5 Powerful, Little-Known Cold & Flu Fighters


It’s hard to fathom that December’s already here, which can mean a lot of things, like holiday cheer and holiday stress.  But for our health, it usually means cold and flu season is now underway, so it only makes sense to do what we can to make sure our immune systems are strong and well-supported.  It’s common to hear people remind others to take their vitamin C, and in more recent years, their vitamin D3, but beyond that, there are a number of nutritional weapons we can use to fight off any cold- or flu-bearing pathogens that might come our way.  Here are five lesser known but powerful natural substances proven to nourish and aid our immune systems.

  1. Olive Leaf: Olive leaf, the leaf of the olive tree responsible for olive oil, is an anti-microbial, anti-bacterial, and anti-viral compound that stops cold and flu viruses in their tracks.  While nutrients like vitamin C support the body’s defense systems themselves to ward off pathogens, olive leaf actually attacks viral compounds themselves, by damaging the proteins in virus particles themselves, thus preventing them from duplicating.  A common dosage is one teaspoon of olive leaf extract with each meal.
  2. Beta-Glucans: Beta-glucans are polysaccharides found in baker’s yeast, mushrooms, and certain grains, that have a significant ability not only to ward off colds and flus, but reduce their severity as well.  A German study of 162 patients found that beta-glucan supplementation reduced the rate of colds by 25% compared to the placebo group, and notably reduced the severity of cold symptoms among those who did contract them.  A typical daily dose is 200mg to 400mg.
  3. Astragalus: Astragalus is a root that’s been in use for centuries as a part of traditional Chinese medicine, for, among other properties, its ability to fight colds and flus by strengthening the immune system.  A marker of a strong immune system is the prevalence of white blood cells, which are responsible for defending against pathogens that enter the body.  In a Western study, 115 chemotherapy patients participated in a study on astragalus that found that 83% of the patients who astragalus had higher white blood cell counts than those who took a placebo.  A good, reliable dose is two to three grams of astragalus root a day.

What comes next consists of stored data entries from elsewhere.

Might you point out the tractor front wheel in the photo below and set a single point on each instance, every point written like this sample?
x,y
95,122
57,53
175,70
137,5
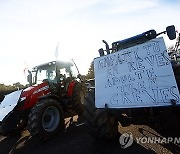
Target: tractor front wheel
x,y
46,119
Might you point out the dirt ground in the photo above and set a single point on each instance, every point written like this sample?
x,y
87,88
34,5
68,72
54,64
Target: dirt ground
x,y
77,140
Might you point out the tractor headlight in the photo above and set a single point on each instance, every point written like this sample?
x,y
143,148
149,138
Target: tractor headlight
x,y
22,99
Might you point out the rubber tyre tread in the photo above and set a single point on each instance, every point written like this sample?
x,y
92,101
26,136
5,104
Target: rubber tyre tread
x,y
35,119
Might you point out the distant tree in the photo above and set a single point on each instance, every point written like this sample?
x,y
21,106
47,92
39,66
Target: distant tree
x,y
90,74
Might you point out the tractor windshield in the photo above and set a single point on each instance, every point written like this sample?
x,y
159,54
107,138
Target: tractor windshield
x,y
46,72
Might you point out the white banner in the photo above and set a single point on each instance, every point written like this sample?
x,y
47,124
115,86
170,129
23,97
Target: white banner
x,y
140,76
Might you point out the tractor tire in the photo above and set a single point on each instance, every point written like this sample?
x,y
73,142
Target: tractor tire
x,y
78,99
98,121
46,119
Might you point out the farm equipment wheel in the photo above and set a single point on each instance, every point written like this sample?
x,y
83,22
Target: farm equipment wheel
x,y
46,119
78,98
99,123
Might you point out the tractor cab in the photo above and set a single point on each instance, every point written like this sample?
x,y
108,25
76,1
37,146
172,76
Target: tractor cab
x,y
53,72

  4. Colostrum: Colostrum refers to the first milking period of an animal, usually within 24 hours, and usually of a cow, after giving birth.  It’s essential for the newborn as it provides a host of immune-supporting nutrients necessary for it to flourish, so much so that colostrum is often described as the mother’s way to transfer the strength of her immune system to her newborn.  Bovine colostrum is available for our consumption as well, and its benefits are well-documented for their abilities to enhance our immunity.  A study from the University of South Australia found that daily colostrum supplementation reduced the rate of cold and flu contractions by 30%.  While there’s no upper limit on colostrum intake, as it is a form of milk, a good daily serving to get a noticeable boost is 5-7 grams of powdered colostrum.
  5. Lactobacillus Rhamnosus Lysate: What’s this?  It’s a specific probiotic strain first discovered and isolated in Russia, where a research team found they could cure mice of injected sarcoma, a form of cancer, within mere days if they then fed the mice this probiotic.  It contains a unique set of peptides that, if consumed, quickens the ability of the body to respond to foreign pathogens, from 10 to as much as 40 times the average rate.  These peptides activate and greatly enhance the speed with which cytokines can alert the immune system to the presence of invaders like bacteria and pathogens, making lactobacillus rhamnosus lysate a great tool to have on hand at the first sign of a cold.  A suggested serving size is 75mg to 150mg per day, though more at the first signs of sickness.